In effect, complement system acts as a ‘complement’ to antibody-mediated bacterial killing. The system is an important part of innate and adaptive immune responses.

Activation Pathways:

On activation, the complement system yields important cleavage products; most important is enzyme C3 convertase, which splits C3 into C3a and C3b both of which play significant role in inflammation. Activation of the complement system can occur by one of the following three pathways

• Classical pathway: It is triggered by antigen-IgG or IgM class antibody complex that causes activation of C1 to form C3 convertase, which in turn, breaks down C3 to produce active cleavage products C3a and C3b.
• Alternative pathway:  It can be triggered via non-immunologic agents such as bacterial toxins or lipopolysaccharides, and cobra venoms. In this, C3 is hydrolysed directly to C3b, and then by alternate pathway converted to C3 convertase and C5 convertase, which in turn complexes with other components of complement C6, 7, 8, 9. Thus, the end-product formed by this pathway is C5b, 6, 7, 8, 9 or membrane attack complex (MAC).
• Mannose-biding lectin (MBL) pathway: In this, MBL binds to mannose residues on the microbial surface and activates MBL-associated serine proteases. These, in turn, split C4 into C4a and C4b, and C2 into C2a and C2b. C4b and C2a together form C3 convertase as in the classic pathway.

Control And Regulation:

Complement activation is controlled and regulated by body proteins present in circulation as well as on the cells so that activation products of complement do not damage normal host tissues.

Important regulatory proteins are as follows:

• C1 inhibitor It blocks the activation of C1 in the classic pathway.
• Decay accelerating factor (DAF) It is linked to plasma membrane glycophosphatadyl and prevents the formation of C3 convertase.
• CD59 It prevents the formation of MAC (C5b, 6, 7, 8, 9).

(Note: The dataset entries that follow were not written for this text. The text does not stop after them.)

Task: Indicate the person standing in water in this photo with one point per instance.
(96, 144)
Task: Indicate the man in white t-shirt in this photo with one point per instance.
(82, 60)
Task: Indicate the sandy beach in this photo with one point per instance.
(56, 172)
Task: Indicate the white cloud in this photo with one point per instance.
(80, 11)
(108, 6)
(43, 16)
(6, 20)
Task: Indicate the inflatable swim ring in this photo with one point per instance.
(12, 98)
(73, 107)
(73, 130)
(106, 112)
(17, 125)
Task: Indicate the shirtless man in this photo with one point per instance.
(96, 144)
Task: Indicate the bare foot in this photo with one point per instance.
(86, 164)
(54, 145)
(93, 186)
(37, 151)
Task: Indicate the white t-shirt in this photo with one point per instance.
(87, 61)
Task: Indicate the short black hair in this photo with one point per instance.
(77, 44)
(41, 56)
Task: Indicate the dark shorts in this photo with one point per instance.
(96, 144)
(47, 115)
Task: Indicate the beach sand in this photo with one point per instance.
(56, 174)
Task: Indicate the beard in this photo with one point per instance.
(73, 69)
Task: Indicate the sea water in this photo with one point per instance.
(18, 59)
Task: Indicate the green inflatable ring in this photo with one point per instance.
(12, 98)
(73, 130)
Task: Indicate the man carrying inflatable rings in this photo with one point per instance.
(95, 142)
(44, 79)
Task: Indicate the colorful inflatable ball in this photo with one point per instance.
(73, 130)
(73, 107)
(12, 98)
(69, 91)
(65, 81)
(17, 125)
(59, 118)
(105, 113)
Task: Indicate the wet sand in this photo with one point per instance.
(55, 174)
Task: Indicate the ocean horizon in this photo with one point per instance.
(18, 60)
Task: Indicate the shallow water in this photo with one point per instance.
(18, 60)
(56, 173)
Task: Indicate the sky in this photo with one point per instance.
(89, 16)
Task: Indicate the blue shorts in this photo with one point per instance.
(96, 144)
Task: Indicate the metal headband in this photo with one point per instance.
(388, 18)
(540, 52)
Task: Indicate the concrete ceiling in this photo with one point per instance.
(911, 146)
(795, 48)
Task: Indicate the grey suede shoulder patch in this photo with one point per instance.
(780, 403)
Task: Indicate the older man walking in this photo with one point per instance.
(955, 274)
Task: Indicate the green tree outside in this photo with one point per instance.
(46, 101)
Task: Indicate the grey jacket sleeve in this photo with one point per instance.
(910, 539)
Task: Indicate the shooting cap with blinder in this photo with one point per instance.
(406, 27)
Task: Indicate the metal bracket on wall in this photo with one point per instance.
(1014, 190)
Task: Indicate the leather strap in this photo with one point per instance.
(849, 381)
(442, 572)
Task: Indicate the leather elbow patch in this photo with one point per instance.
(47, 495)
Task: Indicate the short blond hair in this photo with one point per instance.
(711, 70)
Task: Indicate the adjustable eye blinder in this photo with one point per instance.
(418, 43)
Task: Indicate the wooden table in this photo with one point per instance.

Actions: Activation products of the complement system by the above pathways mediate the following actions in inflammation:

• C3a, C4a, and C5a (anaphylatoxins) activate mast cells and basophils to release of histamine, cause increased vascular permeability causing oedema in tissues, and augments phagocytosis.
• C3b acts as an opsonin in phagocytosis. C5a is chemotactic for leucocytes.
• MAC (C5b, 6, 7, 8, 9) is a lipid-dissolving agent that causes holes in the phospholipid membrane of the cell and causes cell lysis.

Chemical Mediators of Inflammation:

These are endogenous chemical substances which mediate the process of inflammation. They have some common properties:

They are released either from the cells or are derived from plasma proteins:

• They are released in response to certain stimuli
• They act on different targets
• They have a short lifespan after their release
• They have several actions, the most important being increased vascular permeability.

Cell-derived mediators of inflammation are vasoactive amines (histamine, 5HT, neuropeptides), arachidonic acid metabolites (prostaglandins, 5-HETE, leukotrienes, lipoxins), platelet-activating factor, cytokines (ILs, TNF, IFN, chemokines), and free radicals (reactive oxygen species and nitric oxide).

Plasma protein-derived mediators are products of kinin (kallikrein, bradykinin), clotting (fibrin, fibrinopeptides), fibrinolytic (plasmin) and complement (C3a, C5a, C4a, C5a, MAC) system.